Ray tune Multi-tenancy

How severe does this issue affect your experience of using Ray?

  • High: It blocks me to complete my task.


Right now we provide a ML training platform by deploying a single ray cluster with auto-scaling for multiple users to submit jobs to it, potentially at the same time. That has been working well so far. Now we want to start providing hyper-parameter tuning with ray tune. If multi-tenancy is not supported, do you have any recommended way to handle my use case?
Now we want to start incorporate ray tune to our platform, what is the recommended way to support our use case?

One job could run all its trials at the same time, while the other job waits for a long time until it gets resources to run the first trial.
Can you elaborate on this? In tune, you can also set the resources like this: Ray Tune FAQ — Ray 2.8.0, right?

tuner = tune.Tuner(
        train_fn, resources={"cpu": 2, "gpu": 0.5, "custom_resources": {"hdd": 80}}

or it’s always trying to use all resources available on a cluster?

I’ve read many posts on this topic, but none of them seem to give a concrete answer.

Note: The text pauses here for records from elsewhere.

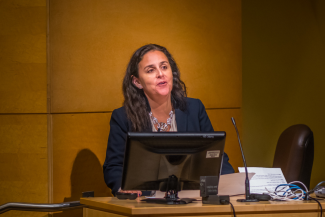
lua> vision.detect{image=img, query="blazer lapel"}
[175,109,187,132]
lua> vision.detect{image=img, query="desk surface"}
[80,196,325,216]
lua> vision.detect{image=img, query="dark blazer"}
[103,98,234,195]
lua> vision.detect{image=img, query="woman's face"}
[132,50,173,99]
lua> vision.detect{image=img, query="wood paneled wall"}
[0,0,242,216]
[243,0,325,188]
[0,0,48,217]
[49,0,242,210]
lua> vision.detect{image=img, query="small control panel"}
[116,192,138,200]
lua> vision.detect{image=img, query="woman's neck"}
[147,94,173,123]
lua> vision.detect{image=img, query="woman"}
[103,44,234,195]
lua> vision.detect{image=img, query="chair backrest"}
[273,124,314,188]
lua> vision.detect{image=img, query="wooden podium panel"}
[80,196,325,217]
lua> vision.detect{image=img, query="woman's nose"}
[157,69,164,77]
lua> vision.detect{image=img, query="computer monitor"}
[121,131,226,204]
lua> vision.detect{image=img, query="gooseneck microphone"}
[231,117,258,202]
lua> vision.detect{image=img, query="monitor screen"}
[121,131,226,194]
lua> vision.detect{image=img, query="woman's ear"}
[132,75,143,89]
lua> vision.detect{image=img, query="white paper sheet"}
[155,173,255,198]
[238,167,287,194]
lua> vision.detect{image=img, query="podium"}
[80,196,325,217]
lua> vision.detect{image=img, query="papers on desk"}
[238,167,287,194]
[155,173,255,198]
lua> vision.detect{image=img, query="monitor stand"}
[141,175,196,205]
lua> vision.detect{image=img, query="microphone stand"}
[231,117,258,202]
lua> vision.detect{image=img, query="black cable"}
[308,181,325,194]
[229,202,236,217]
[309,196,323,217]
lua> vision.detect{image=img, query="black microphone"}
[231,117,258,202]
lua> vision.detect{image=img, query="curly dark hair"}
[123,44,187,132]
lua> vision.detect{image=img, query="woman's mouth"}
[157,81,167,86]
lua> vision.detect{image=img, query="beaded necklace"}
[149,111,174,132]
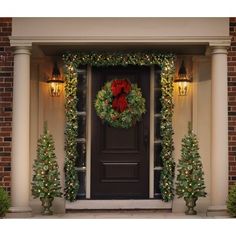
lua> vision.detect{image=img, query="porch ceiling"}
[33,43,207,56]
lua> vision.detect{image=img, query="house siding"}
[0,18,13,192]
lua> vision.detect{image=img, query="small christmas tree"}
[227,184,236,217]
[32,122,62,215]
[176,123,206,215]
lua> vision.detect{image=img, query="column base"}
[6,207,32,218]
[206,205,229,217]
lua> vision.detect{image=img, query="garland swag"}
[63,52,175,202]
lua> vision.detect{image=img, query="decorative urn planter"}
[184,197,197,215]
[40,197,54,215]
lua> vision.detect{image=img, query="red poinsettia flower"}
[118,94,128,112]
[111,79,131,97]
[112,97,119,112]
[111,79,122,97]
[112,94,128,112]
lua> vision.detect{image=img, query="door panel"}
[91,66,150,199]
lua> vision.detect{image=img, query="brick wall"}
[0,18,13,192]
[228,18,236,185]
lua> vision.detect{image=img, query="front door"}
[91,66,150,199]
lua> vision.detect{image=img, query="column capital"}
[13,46,31,55]
[209,43,230,54]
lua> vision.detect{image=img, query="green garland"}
[64,62,79,201]
[63,52,175,201]
[160,60,175,202]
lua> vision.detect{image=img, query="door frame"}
[86,65,155,199]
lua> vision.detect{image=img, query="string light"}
[63,52,175,201]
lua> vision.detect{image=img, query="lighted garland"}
[160,60,175,202]
[63,52,175,201]
[64,62,79,201]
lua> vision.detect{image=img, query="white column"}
[10,47,31,212]
[211,46,228,209]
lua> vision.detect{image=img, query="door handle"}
[143,129,149,148]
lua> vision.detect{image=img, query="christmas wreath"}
[95,79,146,128]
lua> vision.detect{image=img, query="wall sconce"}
[174,61,192,96]
[47,62,64,97]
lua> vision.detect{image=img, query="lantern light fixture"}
[174,61,192,96]
[47,62,64,97]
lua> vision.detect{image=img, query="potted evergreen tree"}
[227,184,236,217]
[0,186,10,218]
[176,123,206,215]
[32,122,62,215]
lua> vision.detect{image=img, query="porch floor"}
[6,210,229,219]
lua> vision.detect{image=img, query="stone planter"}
[40,198,54,215]
[184,197,197,215]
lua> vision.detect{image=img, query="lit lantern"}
[47,62,64,97]
[174,61,191,96]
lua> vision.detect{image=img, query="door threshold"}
[66,199,172,210]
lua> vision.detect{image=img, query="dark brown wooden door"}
[91,66,150,199]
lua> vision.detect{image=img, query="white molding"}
[149,66,155,198]
[66,199,172,210]
[9,36,231,46]
[85,65,92,199]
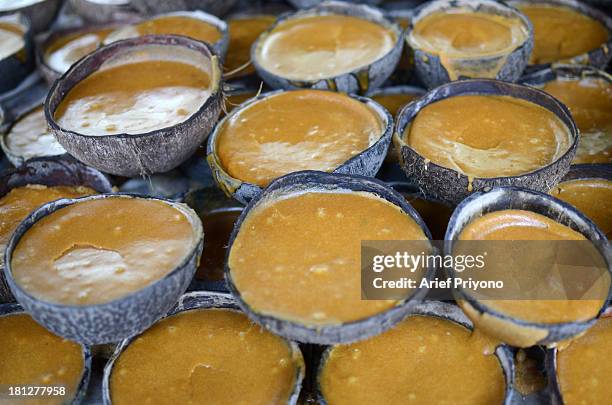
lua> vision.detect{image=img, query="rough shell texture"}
[35,21,136,85]
[396,79,578,205]
[45,35,222,177]
[510,0,612,72]
[0,90,64,167]
[0,156,112,303]
[408,0,533,88]
[444,187,612,345]
[519,64,612,87]
[561,164,612,181]
[4,194,204,345]
[316,301,518,405]
[206,90,393,204]
[251,1,404,93]
[0,14,34,93]
[102,292,305,405]
[0,304,92,405]
[126,10,229,60]
[130,0,236,16]
[0,0,62,34]
[185,186,243,292]
[225,171,435,344]
[70,0,136,24]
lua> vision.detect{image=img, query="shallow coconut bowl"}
[206,90,393,204]
[0,304,92,405]
[4,194,204,345]
[45,35,222,177]
[394,79,578,205]
[35,21,136,85]
[519,63,612,87]
[104,10,229,60]
[509,0,612,72]
[0,14,34,93]
[130,0,237,16]
[102,292,305,405]
[444,187,612,347]
[0,0,62,34]
[0,156,112,303]
[70,0,137,24]
[225,171,435,345]
[544,311,612,405]
[316,301,520,405]
[0,99,65,167]
[251,1,404,93]
[406,0,533,88]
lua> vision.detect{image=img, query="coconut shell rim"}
[406,0,534,64]
[251,0,405,87]
[0,303,93,405]
[206,88,395,201]
[314,301,516,405]
[224,170,435,344]
[3,193,204,311]
[44,35,223,139]
[394,79,579,191]
[444,186,612,338]
[102,291,306,405]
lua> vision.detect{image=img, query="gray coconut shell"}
[45,35,222,177]
[0,14,34,93]
[408,0,533,89]
[0,0,62,34]
[225,171,435,345]
[0,156,112,304]
[396,79,578,205]
[206,90,393,204]
[316,301,520,405]
[130,0,237,17]
[102,292,305,405]
[35,20,137,85]
[0,304,92,405]
[4,194,204,345]
[105,10,229,60]
[251,1,404,94]
[510,0,612,73]
[444,187,612,346]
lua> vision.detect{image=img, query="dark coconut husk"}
[0,0,62,34]
[45,35,222,177]
[4,194,204,345]
[0,14,34,93]
[102,292,305,405]
[251,1,404,94]
[394,79,578,205]
[0,156,112,303]
[185,186,244,292]
[206,90,393,204]
[130,0,237,17]
[0,304,92,405]
[69,0,138,24]
[406,0,533,89]
[316,301,519,405]
[444,187,612,347]
[225,171,435,344]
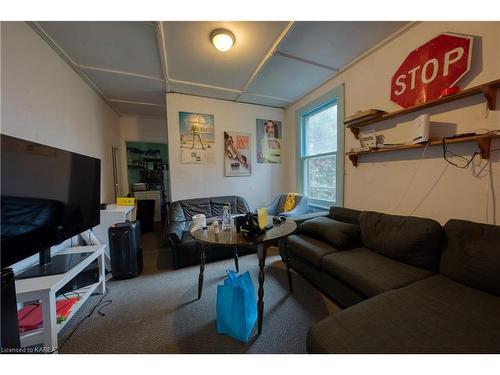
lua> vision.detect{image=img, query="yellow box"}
[116,197,135,206]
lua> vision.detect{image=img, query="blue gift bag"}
[217,271,257,342]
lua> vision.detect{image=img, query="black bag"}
[241,212,265,237]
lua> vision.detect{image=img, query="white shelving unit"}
[16,245,106,351]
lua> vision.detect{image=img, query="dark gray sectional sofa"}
[282,208,500,353]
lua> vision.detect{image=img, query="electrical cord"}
[442,129,500,169]
[46,288,113,354]
[392,142,431,212]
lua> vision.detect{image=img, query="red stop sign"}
[391,34,473,108]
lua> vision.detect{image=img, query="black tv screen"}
[0,134,101,267]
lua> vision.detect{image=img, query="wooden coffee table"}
[191,216,297,334]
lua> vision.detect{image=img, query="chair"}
[267,194,310,217]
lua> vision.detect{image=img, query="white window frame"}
[295,85,345,209]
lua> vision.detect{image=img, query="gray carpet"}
[59,231,338,353]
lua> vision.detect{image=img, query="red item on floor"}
[17,297,80,332]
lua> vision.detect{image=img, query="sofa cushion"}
[359,211,443,272]
[330,206,361,225]
[297,217,361,250]
[178,198,212,220]
[321,247,433,297]
[307,275,500,353]
[440,220,500,296]
[287,234,337,272]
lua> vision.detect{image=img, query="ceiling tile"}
[108,102,165,117]
[238,94,291,108]
[39,22,163,78]
[248,56,333,100]
[170,82,239,100]
[83,69,165,105]
[163,22,287,90]
[278,21,408,68]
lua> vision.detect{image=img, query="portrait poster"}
[179,112,215,164]
[224,132,252,177]
[257,119,282,164]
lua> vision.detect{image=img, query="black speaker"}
[108,221,143,279]
[0,268,21,349]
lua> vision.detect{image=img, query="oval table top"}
[191,216,297,246]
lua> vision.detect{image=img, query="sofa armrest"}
[290,211,330,225]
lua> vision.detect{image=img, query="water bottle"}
[222,204,231,230]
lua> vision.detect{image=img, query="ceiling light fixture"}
[210,29,235,52]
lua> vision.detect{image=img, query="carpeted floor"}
[59,231,338,353]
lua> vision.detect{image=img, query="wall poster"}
[224,132,252,177]
[179,112,215,164]
[257,120,282,164]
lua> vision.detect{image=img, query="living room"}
[0,4,500,372]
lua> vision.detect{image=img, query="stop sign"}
[391,34,473,108]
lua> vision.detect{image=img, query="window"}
[297,85,344,207]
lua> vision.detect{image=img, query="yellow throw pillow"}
[283,193,298,212]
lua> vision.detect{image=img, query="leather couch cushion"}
[307,275,500,353]
[359,211,443,272]
[287,234,337,272]
[297,217,361,250]
[178,198,212,220]
[321,247,433,297]
[440,220,500,296]
[330,206,361,225]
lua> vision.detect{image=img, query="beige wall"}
[285,22,500,224]
[119,116,167,195]
[167,94,290,208]
[1,22,119,202]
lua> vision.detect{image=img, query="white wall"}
[167,94,286,208]
[1,22,119,272]
[1,22,119,202]
[285,22,500,224]
[120,116,168,195]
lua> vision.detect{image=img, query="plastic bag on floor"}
[217,271,257,342]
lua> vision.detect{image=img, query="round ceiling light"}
[210,29,235,52]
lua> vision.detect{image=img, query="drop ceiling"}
[30,21,408,116]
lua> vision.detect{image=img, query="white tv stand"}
[16,245,106,352]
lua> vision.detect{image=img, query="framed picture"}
[224,132,252,177]
[179,112,215,164]
[257,120,282,164]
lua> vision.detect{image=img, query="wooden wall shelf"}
[344,79,500,139]
[346,134,500,167]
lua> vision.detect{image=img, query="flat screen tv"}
[0,134,101,278]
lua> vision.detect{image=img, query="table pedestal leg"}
[257,244,267,335]
[198,245,206,299]
[234,246,240,273]
[279,239,293,293]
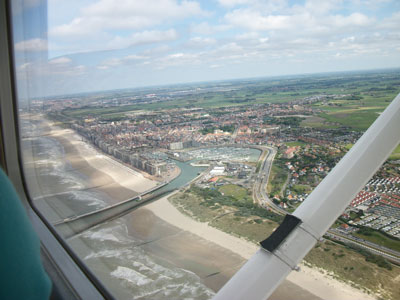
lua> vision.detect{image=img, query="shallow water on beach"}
[22,122,214,299]
[22,121,317,300]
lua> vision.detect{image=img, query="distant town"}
[29,72,400,259]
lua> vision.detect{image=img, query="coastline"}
[146,195,376,300]
[37,117,375,300]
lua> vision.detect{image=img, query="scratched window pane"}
[12,0,400,299]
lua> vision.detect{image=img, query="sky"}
[12,0,400,97]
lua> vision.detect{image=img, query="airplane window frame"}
[0,1,114,299]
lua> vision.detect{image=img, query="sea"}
[20,119,262,299]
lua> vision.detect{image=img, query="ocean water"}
[21,120,214,299]
[69,218,214,299]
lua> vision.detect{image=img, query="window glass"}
[11,0,400,299]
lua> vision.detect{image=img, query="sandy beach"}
[146,196,375,300]
[34,116,375,300]
[50,123,158,201]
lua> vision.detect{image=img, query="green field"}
[219,184,251,200]
[285,141,307,147]
[305,241,400,300]
[169,189,400,300]
[63,70,400,120]
[389,144,400,160]
[353,230,400,251]
[345,144,400,160]
[267,161,288,195]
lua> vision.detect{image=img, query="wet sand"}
[32,118,373,300]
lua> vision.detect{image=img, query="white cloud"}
[186,36,217,48]
[218,0,252,7]
[225,9,290,31]
[50,0,207,37]
[107,29,178,49]
[14,39,47,52]
[190,22,232,35]
[49,56,72,65]
[97,54,149,70]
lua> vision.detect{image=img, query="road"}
[253,147,400,264]
[253,147,287,215]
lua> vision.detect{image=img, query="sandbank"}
[146,195,375,300]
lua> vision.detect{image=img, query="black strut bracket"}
[260,214,301,252]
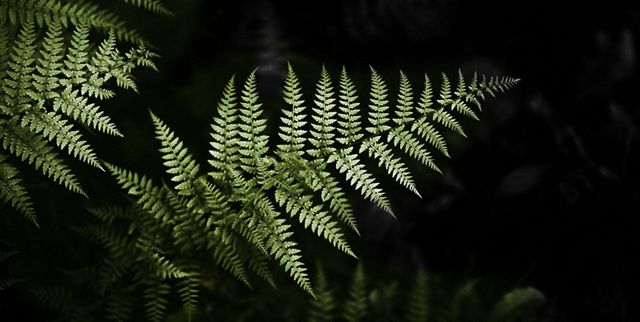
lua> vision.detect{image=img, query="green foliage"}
[0,0,160,225]
[79,66,518,321]
[306,265,546,322]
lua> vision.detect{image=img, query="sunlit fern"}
[95,66,519,318]
[0,0,166,225]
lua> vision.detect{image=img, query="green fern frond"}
[278,64,307,156]
[0,154,38,227]
[105,289,135,322]
[121,0,172,15]
[255,194,315,297]
[20,111,104,171]
[150,112,202,196]
[101,64,517,304]
[308,263,336,322]
[0,122,86,196]
[53,86,123,137]
[336,66,364,145]
[307,65,336,158]
[327,148,395,217]
[104,163,172,223]
[299,161,360,235]
[143,281,171,322]
[359,136,420,196]
[2,20,36,115]
[342,263,367,322]
[178,270,201,321]
[366,66,391,135]
[213,234,251,287]
[209,76,240,180]
[0,0,145,44]
[275,172,355,257]
[33,21,64,100]
[238,71,269,173]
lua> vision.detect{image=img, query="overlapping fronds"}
[99,65,518,321]
[0,0,166,223]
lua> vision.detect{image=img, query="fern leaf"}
[33,21,64,100]
[300,162,360,235]
[2,19,36,115]
[342,263,367,322]
[433,109,467,138]
[336,66,364,145]
[62,20,89,85]
[121,0,172,15]
[327,148,395,217]
[53,86,122,137]
[308,65,336,158]
[209,76,240,179]
[238,71,269,173]
[0,122,86,196]
[105,288,135,322]
[150,112,206,207]
[275,174,356,257]
[213,233,251,287]
[104,162,172,223]
[278,64,307,156]
[406,270,429,322]
[143,281,171,322]
[366,66,391,135]
[0,154,39,227]
[255,194,315,297]
[309,263,336,322]
[411,119,451,158]
[178,271,200,321]
[359,136,420,196]
[387,128,442,173]
[393,71,413,126]
[0,0,145,44]
[21,111,104,171]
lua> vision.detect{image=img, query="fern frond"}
[387,128,442,173]
[2,20,36,115]
[178,271,200,321]
[213,234,251,287]
[275,172,356,257]
[238,71,269,173]
[33,21,65,100]
[278,64,307,156]
[359,136,420,196]
[342,263,367,322]
[104,162,172,223]
[393,71,414,126]
[209,76,240,180]
[406,270,429,322]
[308,65,336,158]
[366,66,391,135]
[309,263,336,322]
[299,162,360,235]
[336,66,364,145]
[255,194,315,297]
[149,112,204,201]
[0,0,145,44]
[105,289,135,322]
[121,0,172,15]
[327,148,395,217]
[21,111,104,171]
[0,122,86,196]
[0,154,39,225]
[53,86,123,137]
[143,281,171,322]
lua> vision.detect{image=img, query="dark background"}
[3,0,640,321]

Hey could you explain more about the existing training jobs that you are submitting?

By nature Ray Tune should not be too different from other jobs, but in the practical sense it is not well supported for dealing with resource contention across different jobs. For example, if two separate Tune jobs get scheduled on the same node, your users can run into issues caused by resource contention.

existing training jobs that you are submitting

They are just normal ray tasks and actors.
In what way is Ray Tune different from the normal ray jobs?